Ook in Psalm 16 beluister je dat.
[DIA 5] Ik zeg tot de HEER: ‘U bent
mijn Heer, mijn geluk, niemand gaat u te boven.’
Zouden dit ook jouw woorden kunnen zijn?
En dan bedoel ik niet of je ze meezingt als we deze psalm zingen,
maar of dit ook jouw woorden zijn wanneer je bidt in je eentje.
Zeg jij het dan ook tegen hem: “Heer, U bent mijn alles. Ik kan niet
zonder U.
Heer, Ik houd van U.”
Ja, want echt, dit is de taal van het hart, van de liefde.
In deze psalm spreekt iemand die ontdekt heeft dat God voor hem op nummer
1 staat.
God heeft zijn hart gestolen.
Met huid en haar voelt hij zich aan hemverbonden.
En dat is gelukkig niet de taal van de eenling.
De Korachieten zeggen het als één man, maar wel samen.
En eigenlijk spreken ze dan van dezelfde liefde voor God die ook
de Heer Jezus bedoelt als Hij zegt: [DIA 6]
Heb de Heer, uw God, lief met heel uw hart en met heel uw ziel en met heel uw
verstand enmet heel uw kracht. (Marcus 12:30)
Het is dus de liefde voor God, hart voor de Heer, die de
pelgrims onderweg aan het zingen bracht.
Liefde voor de Heer was de motor die hen in beweging bracht vanuit hun
vertrekpunt waar ze dan ook woonden, vlakbij Jeruzalem in
Jericho of ver weg in Dan.
Het sterke verlangen om ergens te zijn geeft richting aan je trektocht.

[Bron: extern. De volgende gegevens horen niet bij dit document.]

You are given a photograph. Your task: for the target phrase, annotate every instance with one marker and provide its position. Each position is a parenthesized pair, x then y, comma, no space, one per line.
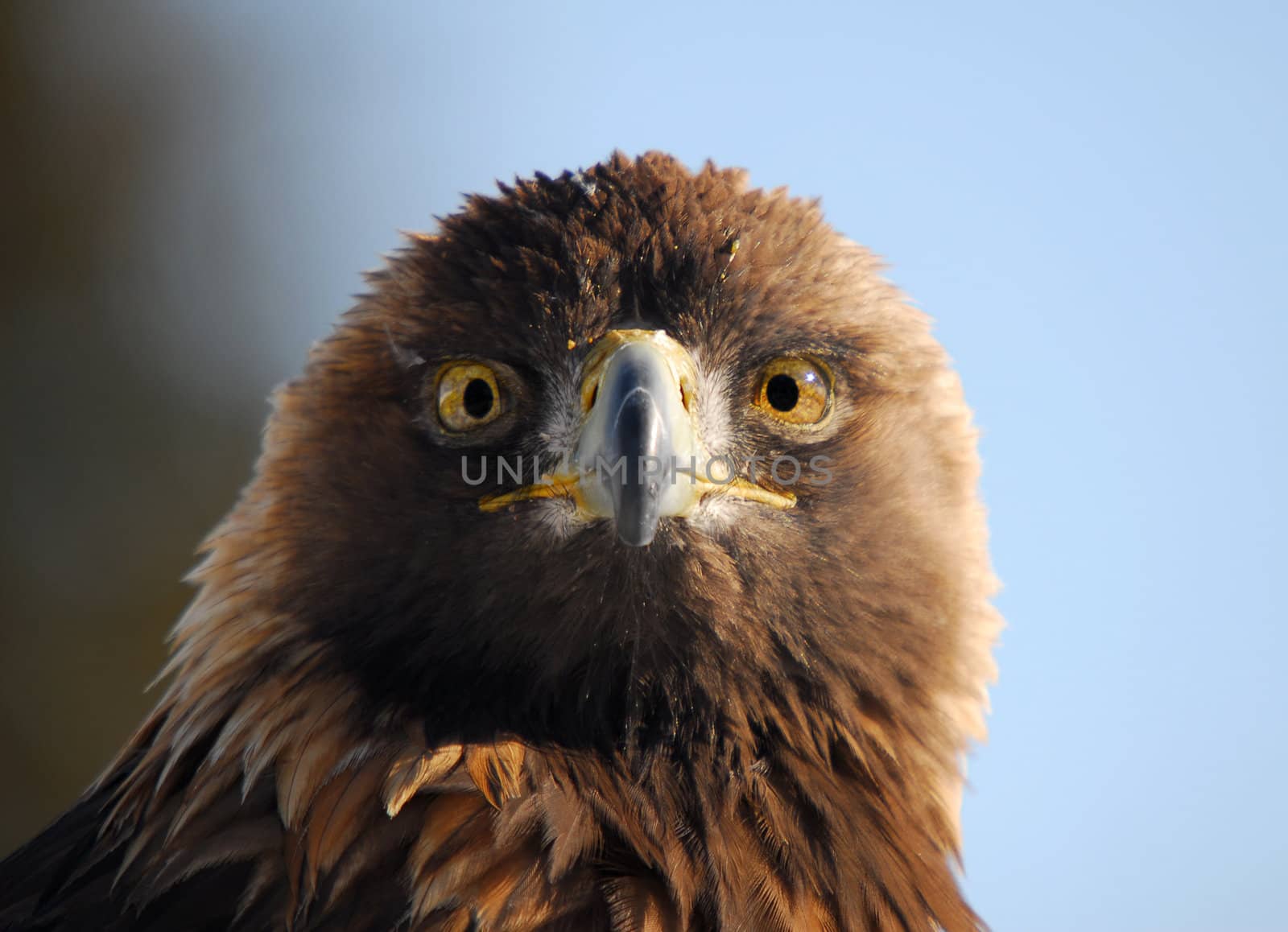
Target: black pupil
(478,398)
(782,393)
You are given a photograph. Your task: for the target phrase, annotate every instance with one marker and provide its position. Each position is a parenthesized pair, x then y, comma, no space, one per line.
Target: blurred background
(1090,199)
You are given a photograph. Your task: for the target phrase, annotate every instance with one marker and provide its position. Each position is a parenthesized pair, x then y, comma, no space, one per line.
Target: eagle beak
(639,456)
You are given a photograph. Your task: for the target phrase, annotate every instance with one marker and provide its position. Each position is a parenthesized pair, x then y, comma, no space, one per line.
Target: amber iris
(795,390)
(468,397)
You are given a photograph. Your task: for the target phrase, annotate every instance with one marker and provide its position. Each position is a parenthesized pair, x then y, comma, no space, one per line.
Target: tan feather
(415,770)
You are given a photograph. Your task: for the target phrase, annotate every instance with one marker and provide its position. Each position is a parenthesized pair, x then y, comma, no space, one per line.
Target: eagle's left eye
(795,390)
(468,397)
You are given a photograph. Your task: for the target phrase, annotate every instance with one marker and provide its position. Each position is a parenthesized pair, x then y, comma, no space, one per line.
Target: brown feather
(386,710)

Trekken is namelijk niet doelloos.
Het is niet hetzelfde als zomaar wat rondzwerven.
Nee, een trektocht heeft een doel.
Ook de trektocht van het geloof, en dat doel is God zelf.

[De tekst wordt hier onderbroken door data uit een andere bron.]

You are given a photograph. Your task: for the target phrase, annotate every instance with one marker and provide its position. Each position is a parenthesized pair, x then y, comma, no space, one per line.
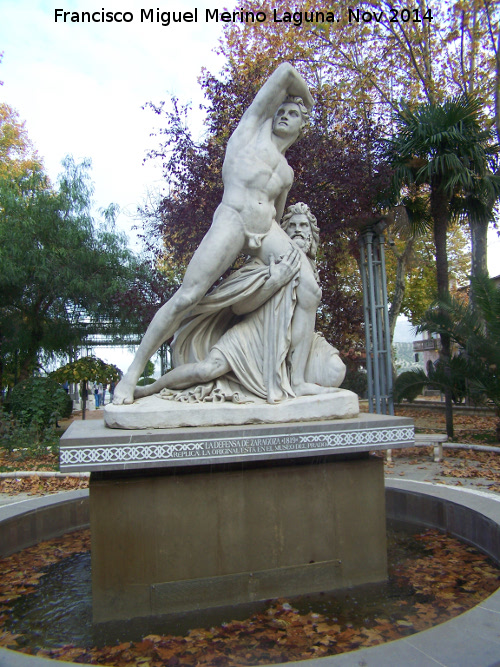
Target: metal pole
(366,309)
(373,317)
(388,358)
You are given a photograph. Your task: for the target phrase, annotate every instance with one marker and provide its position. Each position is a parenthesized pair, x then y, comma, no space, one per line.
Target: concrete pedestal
(184,541)
(189,518)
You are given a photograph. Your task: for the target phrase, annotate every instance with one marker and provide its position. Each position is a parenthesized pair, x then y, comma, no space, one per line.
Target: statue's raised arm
(284,82)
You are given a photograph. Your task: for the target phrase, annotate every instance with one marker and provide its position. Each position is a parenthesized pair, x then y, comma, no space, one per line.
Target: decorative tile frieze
(86,453)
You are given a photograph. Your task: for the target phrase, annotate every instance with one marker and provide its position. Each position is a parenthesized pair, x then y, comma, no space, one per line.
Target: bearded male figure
(256,179)
(240,334)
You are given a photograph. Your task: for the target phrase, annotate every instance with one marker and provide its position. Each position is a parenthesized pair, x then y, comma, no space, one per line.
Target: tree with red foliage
(338,173)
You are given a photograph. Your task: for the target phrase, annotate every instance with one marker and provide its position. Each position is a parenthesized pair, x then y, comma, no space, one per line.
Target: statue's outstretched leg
(221,245)
(188,375)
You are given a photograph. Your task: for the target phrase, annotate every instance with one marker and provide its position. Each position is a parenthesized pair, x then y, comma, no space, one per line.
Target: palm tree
(476,369)
(443,148)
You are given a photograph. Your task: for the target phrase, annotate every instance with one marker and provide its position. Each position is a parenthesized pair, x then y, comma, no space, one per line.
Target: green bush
(39,402)
(356,381)
(26,439)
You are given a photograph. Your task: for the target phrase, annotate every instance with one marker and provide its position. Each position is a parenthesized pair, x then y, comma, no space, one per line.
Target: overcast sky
(80,87)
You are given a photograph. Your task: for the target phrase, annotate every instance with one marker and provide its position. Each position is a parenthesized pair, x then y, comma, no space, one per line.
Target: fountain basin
(473,516)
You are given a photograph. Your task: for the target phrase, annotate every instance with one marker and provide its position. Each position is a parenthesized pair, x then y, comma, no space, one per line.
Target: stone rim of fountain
(473,516)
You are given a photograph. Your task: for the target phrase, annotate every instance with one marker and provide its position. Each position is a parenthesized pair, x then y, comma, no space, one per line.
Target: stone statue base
(155,412)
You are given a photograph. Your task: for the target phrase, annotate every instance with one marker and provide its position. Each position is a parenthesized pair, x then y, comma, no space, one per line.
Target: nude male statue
(301,227)
(256,179)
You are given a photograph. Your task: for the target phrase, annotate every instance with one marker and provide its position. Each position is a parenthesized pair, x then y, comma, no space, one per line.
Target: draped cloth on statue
(256,344)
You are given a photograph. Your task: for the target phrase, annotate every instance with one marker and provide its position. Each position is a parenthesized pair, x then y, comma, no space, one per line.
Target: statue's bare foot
(311,389)
(124,392)
(140,392)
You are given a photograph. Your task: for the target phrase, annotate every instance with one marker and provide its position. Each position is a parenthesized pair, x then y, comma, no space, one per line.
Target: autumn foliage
(446,578)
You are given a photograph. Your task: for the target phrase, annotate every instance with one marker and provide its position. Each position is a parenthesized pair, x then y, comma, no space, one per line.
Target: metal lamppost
(377,332)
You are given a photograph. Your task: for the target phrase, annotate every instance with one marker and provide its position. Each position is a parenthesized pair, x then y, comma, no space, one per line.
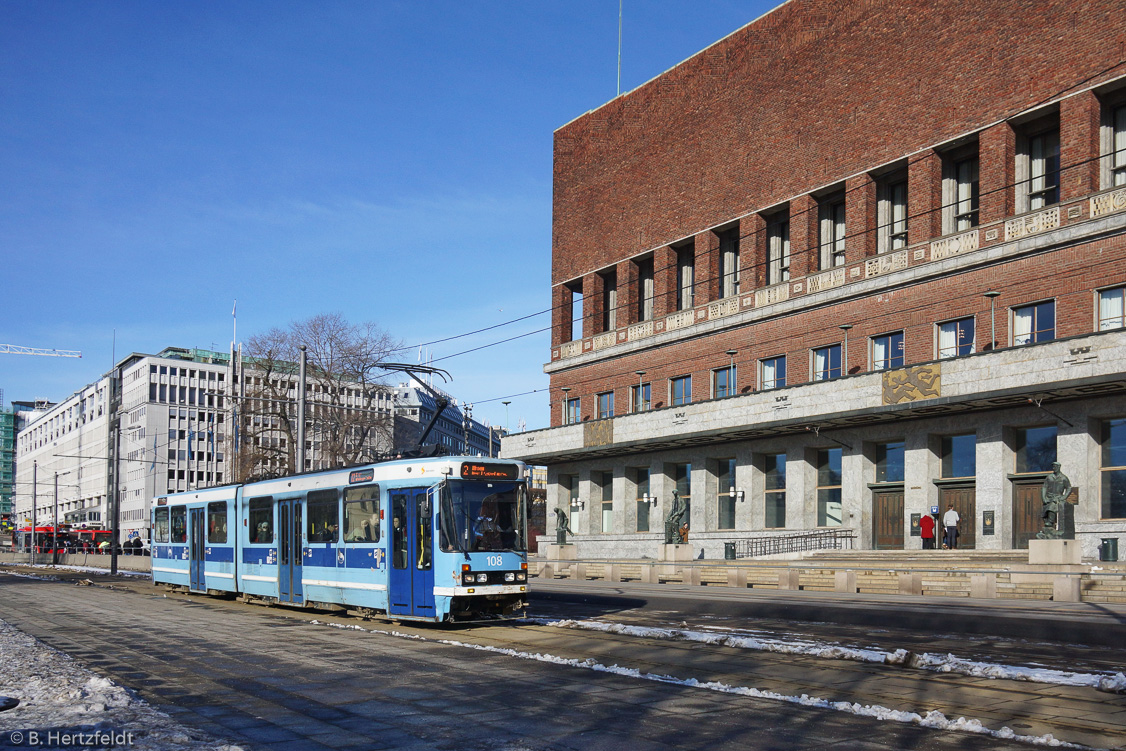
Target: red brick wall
(1068,275)
(810,95)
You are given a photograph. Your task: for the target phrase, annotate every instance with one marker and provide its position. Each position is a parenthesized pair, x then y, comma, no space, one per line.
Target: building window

Als een magneet trok Hij de pelgrims van toen en nu aan.
Dat voorkomt ook dat je gemakkelijk de weg verliest en de juiste prioriteiten
stelt.
Dat zie je ook in deze psalm, met name in vers: [DIA 7] 11
Beter één dag in uw voorhoven dan duizend dagen daarbuiten, beter op de
drempel van Gods huis dan wonen in de tenten der goddelozen.
De keuzes die je onderweg in je leven kunt maken, de afslagen
die je kunt nemen, zijn vele, maar ze zijn niet allemaal geschikt
om tot je bestemming te komen.
De psalmdichters zeggen:
ik kies nog liever voor één dagje een staanplaats bij de deur van
Gods huis, dan een luxe kampeervakantie van een maand bij
hen die God niet dienen.
Want liefde voor God wordt veroorzaakt door liefde van God.
En Gods liefde is dankzij het offer van Jezus Christus pas echte liefde; liefde die
het volhoudt, echte trouw, zelfs door de dood heen; het is echte
liefde omdat die onvoorwaardelijk is; liefde die ons niet
afrekent op onze zonden, echte genade dus.
En die vindt je alleen bij de Vader van Jezus Christus, en niet bij mensen,
zeker niet bij de goddelozen, zij die God niet willen kennen, laat
staan bij de afgoden van deze wereld.
Wat of wie is de magneet die jou aantrekt?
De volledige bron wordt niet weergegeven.